I used
Files.createTempFile("Hello", "txt");
to create a temporary file and stored the returned Path
.
I have an Eclipse IFile
resource linked to the temporary file I created:
linkedFile.createLink(tempFile.toUri(), IResource.NONE, null);
If I want to get a Path
back from this resource, I call
linkedFile.getLocation().toFile().toPath()
On my local machine, this works 100% fine. But on a remote test machine, I get two different paths:
from Files.createTempFile:
C:\Users\USERNA~1\AppData\Local\Temp\Hello3606197456871226795txt
from getLocation().toFile().toPath()
C:\Users\Username_Testing\AppData\Local\Temp\Hello3606197456871226795txt
The Folder Username_Testing and only that folder gets turned into a short filename, and only for my direct creation of it as a temporary.
These two paths are not considered equal by Path.equals(...)
, which is causing a failing of my tests on the remote machine.
In general, this makes me a bit nervous using Path.equals(...)
even though in the actual real operation of the application I haven't had any issues yet. Is there a way I can force the system to always use long filenames? Is there something I'm missing that I should be aware of when I do path equality checks, or when converting paths from one form to another?
Update #1: This specific issue is caused by %TEMP% on the target windows machine returning a path using a short filename, that doesn't happen on my local machine. Only test code creates temporary files and folders so this won't affect the real application. The obvious solution to my current problem is fix %TEMP% so the tests run fine in both places, but this solution is not viable in the general sense. It would be nice if there was a way to rectify the situation without modifying the target computer or jumping into native or windows specific code, since I used no such code directly to get both paths.

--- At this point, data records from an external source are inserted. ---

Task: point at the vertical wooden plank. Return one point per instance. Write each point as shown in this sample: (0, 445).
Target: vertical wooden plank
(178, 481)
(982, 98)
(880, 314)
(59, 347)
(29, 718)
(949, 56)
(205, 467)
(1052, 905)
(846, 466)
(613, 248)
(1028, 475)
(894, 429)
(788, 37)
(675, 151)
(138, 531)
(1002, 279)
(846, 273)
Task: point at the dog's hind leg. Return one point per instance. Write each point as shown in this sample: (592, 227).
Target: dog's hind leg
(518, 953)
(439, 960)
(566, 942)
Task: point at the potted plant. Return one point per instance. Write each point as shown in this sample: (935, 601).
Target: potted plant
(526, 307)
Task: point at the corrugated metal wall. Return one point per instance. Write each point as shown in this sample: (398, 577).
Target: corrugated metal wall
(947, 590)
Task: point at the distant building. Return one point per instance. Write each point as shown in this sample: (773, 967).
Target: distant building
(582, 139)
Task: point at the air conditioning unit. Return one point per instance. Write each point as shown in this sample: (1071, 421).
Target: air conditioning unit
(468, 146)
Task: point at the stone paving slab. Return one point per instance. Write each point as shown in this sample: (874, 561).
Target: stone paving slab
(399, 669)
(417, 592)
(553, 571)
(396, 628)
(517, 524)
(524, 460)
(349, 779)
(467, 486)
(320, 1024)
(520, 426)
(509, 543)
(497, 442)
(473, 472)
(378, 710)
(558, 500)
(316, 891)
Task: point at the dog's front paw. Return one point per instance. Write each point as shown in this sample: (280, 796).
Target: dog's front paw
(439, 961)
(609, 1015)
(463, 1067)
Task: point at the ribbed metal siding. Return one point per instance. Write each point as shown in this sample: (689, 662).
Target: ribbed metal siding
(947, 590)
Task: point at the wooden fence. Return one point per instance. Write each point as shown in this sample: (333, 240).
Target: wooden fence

I found a good, portable solution to my problem, no need to use any platform-specific code. The answer is actually quite simple:
Path.toRealPath()
used something like this:
Path correctedTempFile = tempFile.toRealPath()
Essentially, it is now using the toRealPath()
version, which thankfully removes the short filenames, for comparisons against other Paths taken from Eclipse resources. I believe the Eclipse implementation is using only long paths for consistency, so I in turn will use toRealPath
to get rid of any potential paths that may use short filenames
This question might help:
Is there a way to generate the 8.3 or 'short' (Windows) version of a file name in Java?
You can get the short path and compare the generated path against both so you know which one to use.